Kur`an Meali Yarışması`na başvurular sürüyor
Kur’an’ı Anlama Platformu tarafından 26 Nisan Pazar günü İstanbul`da gerçekleştirilecek olan “Kur’an Meali Bilgi Yarışması” için başvurular 10 Nisan Cuma gününe kadar sürecek.
İslam ve Hayat
Kur’an’ı Anlama Platformu tarafından 26 Nisan Pazar günü İstanbul'da gerçekleştirilecek olan “Kur’an Meali Bilgi Yarışması” için başvurular 10 Nisan Cuma gününe kadar sürecek.
Çeşitli kuruluşların destek verdiği yarışma, İstanbul'un her iki yakasında da (Fatih ve Üsküdar) aynı anda gerçekleştirilecek ve dereceye girenlere ödüller dağıtılacak.
Yarışmayla ilgili olarak Kur'an'ı Anlama Platformu'nun sirtesinde yer alan örnek sorular şöyle:
Soru 1- Kur’an-ı Kerim’in ilk sûresi olan Fatiha, Allah’a övgü ve dua içermektedir. Fatiha sûresinde bu anlamda Âlemlerin Rabbi’nden talep edilmeyen şey aşağıdakilerden hangisidir?

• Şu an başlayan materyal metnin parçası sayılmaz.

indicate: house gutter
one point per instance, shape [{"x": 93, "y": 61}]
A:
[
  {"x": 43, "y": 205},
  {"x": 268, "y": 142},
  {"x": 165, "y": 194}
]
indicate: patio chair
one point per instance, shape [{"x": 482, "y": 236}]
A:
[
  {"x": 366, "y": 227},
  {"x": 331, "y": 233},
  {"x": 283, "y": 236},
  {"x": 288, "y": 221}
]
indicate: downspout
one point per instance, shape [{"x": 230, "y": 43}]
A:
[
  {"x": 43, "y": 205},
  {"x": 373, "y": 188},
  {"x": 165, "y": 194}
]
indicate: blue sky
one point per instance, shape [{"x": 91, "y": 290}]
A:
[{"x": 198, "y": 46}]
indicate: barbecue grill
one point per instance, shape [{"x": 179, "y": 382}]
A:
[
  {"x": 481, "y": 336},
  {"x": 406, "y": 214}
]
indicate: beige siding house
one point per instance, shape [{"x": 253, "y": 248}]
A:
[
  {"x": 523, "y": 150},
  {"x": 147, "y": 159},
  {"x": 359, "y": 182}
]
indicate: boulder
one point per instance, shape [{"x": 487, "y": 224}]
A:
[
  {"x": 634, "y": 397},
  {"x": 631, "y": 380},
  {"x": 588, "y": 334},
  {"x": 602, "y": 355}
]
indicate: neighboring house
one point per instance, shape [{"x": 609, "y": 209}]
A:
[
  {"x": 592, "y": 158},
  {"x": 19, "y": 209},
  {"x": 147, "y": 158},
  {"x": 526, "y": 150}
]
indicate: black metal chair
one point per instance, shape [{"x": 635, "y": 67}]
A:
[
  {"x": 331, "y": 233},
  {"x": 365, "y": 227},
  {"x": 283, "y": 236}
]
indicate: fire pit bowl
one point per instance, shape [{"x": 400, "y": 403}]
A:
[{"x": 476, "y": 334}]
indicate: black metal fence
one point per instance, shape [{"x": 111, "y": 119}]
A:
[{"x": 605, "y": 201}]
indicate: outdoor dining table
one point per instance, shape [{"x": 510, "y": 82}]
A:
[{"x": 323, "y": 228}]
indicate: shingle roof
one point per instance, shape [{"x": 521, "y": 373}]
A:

a) Sırât-ı müstakîm olan doğru yola iletilmek.
b) Sâlihlerle birlikte haşredilmek.
c) Nîmet verilenlerin yolunda olmak.
d) Gazaba uğrayanlardan olmamak.
Soru 2- Furkan Sûresi 30. âyete göre, Resulullah, hesap günü kavminden / ümmetinden niçin şikâyetçi olacaktır?
a) Kur'an'ı terkedilmiş bıraktıkları için.
b) Kendisine itaat etmedikleri için.
c) Namazı kılmadıkları için.
d) Sünnetini tamamen terk ettikleri için.
Soru 3- Yûsuf Sûresi 1-2. âyetlerde "Elif. Lâm. Râ. Bunlar, apaçık Kitab'ın âyetleridir. Biz onu ………… Arapça bir Kur'an olarak indirdik" buyrulmaktadır.
Âyet mealine göre boş bırakılan yere aşağıdakilerden hangisi gelmelidir?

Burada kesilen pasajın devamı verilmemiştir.